C/C++ Users Journal November, 2004
Command-line options represent the "face" of the program, and tools for options parsing should be convenient and easy to use. For me it was always a tedious job to write the awkward getopt loops, especially in shell scripts. Frankly, I never understood why the getopt function is not designed in the manner of getenv. While libraries such as getopt, getopt_long, popt, and argp are powerful and rich, they don't provide utilities for parsing command options for the shell scripts.
With this in mind, I wrote my own getopt library, which I call "mgetopt." I was trying to implement a solution that is equally easy to use in C and shell programs. Mgetopt supports short (see Listing 1), and GNU-style long and longshort options. It also a has number of convenient features, such as:
Mgetopt's distribution is available at http://www.cuj.com/code/ and http://www .inch.com/~esurman. Mgetopt is written in C and is available under the GNU license.
In general, you need only the functions mgetopt_parse and mgetopt to get the job done. And most important, you don't need to write getopt loops in C or shell programs anymore.
As you probably already guessed, I utilize a hash table to hold and retrieve options. In fact, I use a standard UNIX hsearch library, more precisely the GNU version. For nonLinux platforms, I include the file hsearch_r.c from GNU glibc to the mgetopt distribution.
There is a mgetopt utility to use in shell scripts. A mgetopt is simply an executable wrapper around the mgetopt library. The shell's eval function evaluates the output of mgetopt into the shell's variables of the following format:
$opt_<name> (like: $opt_a, $opt_d)
As Listing 2 illustrates, I use Perl's style convention for shell's option names. All you need to do is check whether an option variable exists.
In C, argument parsing is managed by the mgetopt_parse function:
int mgetopt_parse( const char* shortopts,
const char* longopts,
const char* longshortopts,
int argc, char** argv);
mgetopt_parse returns 1 if a parse is successful. Parsing stops as soon as the first nonoption argument is encountered (POSIX style). mgetopt_parse prints an error message on the standard error and returns 0 when the parse fails.

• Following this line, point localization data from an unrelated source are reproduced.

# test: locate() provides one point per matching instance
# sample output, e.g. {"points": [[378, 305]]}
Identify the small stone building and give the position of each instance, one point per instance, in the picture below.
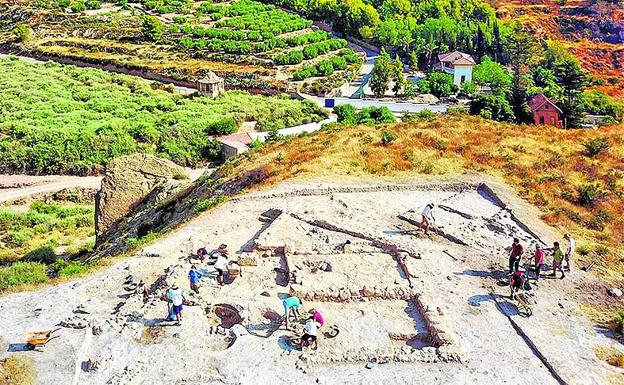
{"points": [[458, 64], [234, 144], [545, 111], [211, 85]]}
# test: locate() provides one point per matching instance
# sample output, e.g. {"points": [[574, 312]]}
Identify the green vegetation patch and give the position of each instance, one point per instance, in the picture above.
{"points": [[35, 235], [68, 120]]}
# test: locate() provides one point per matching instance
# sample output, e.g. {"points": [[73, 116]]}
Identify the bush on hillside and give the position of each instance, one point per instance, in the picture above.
{"points": [[596, 146], [22, 273]]}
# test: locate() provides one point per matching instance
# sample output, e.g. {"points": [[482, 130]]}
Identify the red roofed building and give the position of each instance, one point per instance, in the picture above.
{"points": [[234, 144], [458, 64], [545, 111]]}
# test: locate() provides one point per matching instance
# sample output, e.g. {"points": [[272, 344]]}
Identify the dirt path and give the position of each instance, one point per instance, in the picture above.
{"points": [[19, 186]]}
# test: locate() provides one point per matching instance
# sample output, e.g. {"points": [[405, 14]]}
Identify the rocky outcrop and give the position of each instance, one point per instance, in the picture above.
{"points": [[127, 182]]}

The first parameter of mgetopt_parse is shortopts, a string of short option letters. The format of the short option string is the same as in the standard getopt. If a letter is followed by the flag ":", the option is expected to have an argument. I also implemented an additional flag "@" for the numeric arguments. If a letter is followed by "@", the option is expected to have an argument with NUMERIC value. mgetopt_parse prints an error message on the standard error and return 0 when the argument of the "@" option is not numeric.
An example of a short option string definition is:
mgetopt_parse( "abc:d@", 0, 0, argc, argv);
where a,b are short options with no arguments, c: is the short option with a string argument, and d@ is the short option with a numeric argument.
The second longopts parameter is a string of long option names separated by commas, ":", or "@" characters. The flags ":" and "@" placed after the option name indicate the option with a string or numeric argument, respectively. Space characters are ignored.
An example of a long option string definition is:
mgetopt_parse( 0, "ignore-case, file: delay@", 0, argc, argv);
where ignore-case is a long option with no argument, file: is a long option with a string argument, and delay@ is a long option with a numeric argument.
The third longshortopts parameter is a string of long option names, where the first letter in each name automatically becomes a short option. Names are separated by commas, ":", or "@" characters. You may also explicitly define a short option letter by placing it into parentheses "(x)" after the long option name.
An example of a longshort option string definition is:
mgetopt_parse( 0, 0, "ignore-case, input-file(f):", 0, argc, argv);
where ignore-case is a longshort option with no argument, and input-file is a longshort option with a string argument.
After mgetopt_parse successfully completes, it saves all command-line options in a hash table. The option values are then accessible by the mgetopt function:
const char* mgetopt( const char* opt_name);
The mgetopt function returns a pointer to the option value if an option is found in a hash table; otherwise, it returns NULL.
There are also a number of useful, predefined option names: NAME, the name of the program invoked (argv[0]); BAD, a list of "bad" option names detected; IND, an index of the next nonoption argument to be processed; SHIFT, the number of options processed, which could be used as an argument in shell's shift command; and HELP, which holds a help text if it is defined.
My solution for help text is to embed text inside of the option string by placing it into curly braces. mgetopt_parse removes braces and text from option strings and saves them into the hash entry HELP. This approach lets me implement the help facility both for C and shell programs.
An example of a short option string definition with help text is:
mgetopt_parse( "a { -a print all} s { -s silent} h { -h help}",
0, 0, argc, argv);
There are two additional, convenient functions that are available only for C programs:
Listing 3 illustrates most of mgetopt's features just presented, while Listing 4 is an example of the shell script.
The mgetopt library I presented here utilizes a hash table to simplify the user interface and eliminate parsing loops. Most of mgetopt's features are available both for C and shell programs.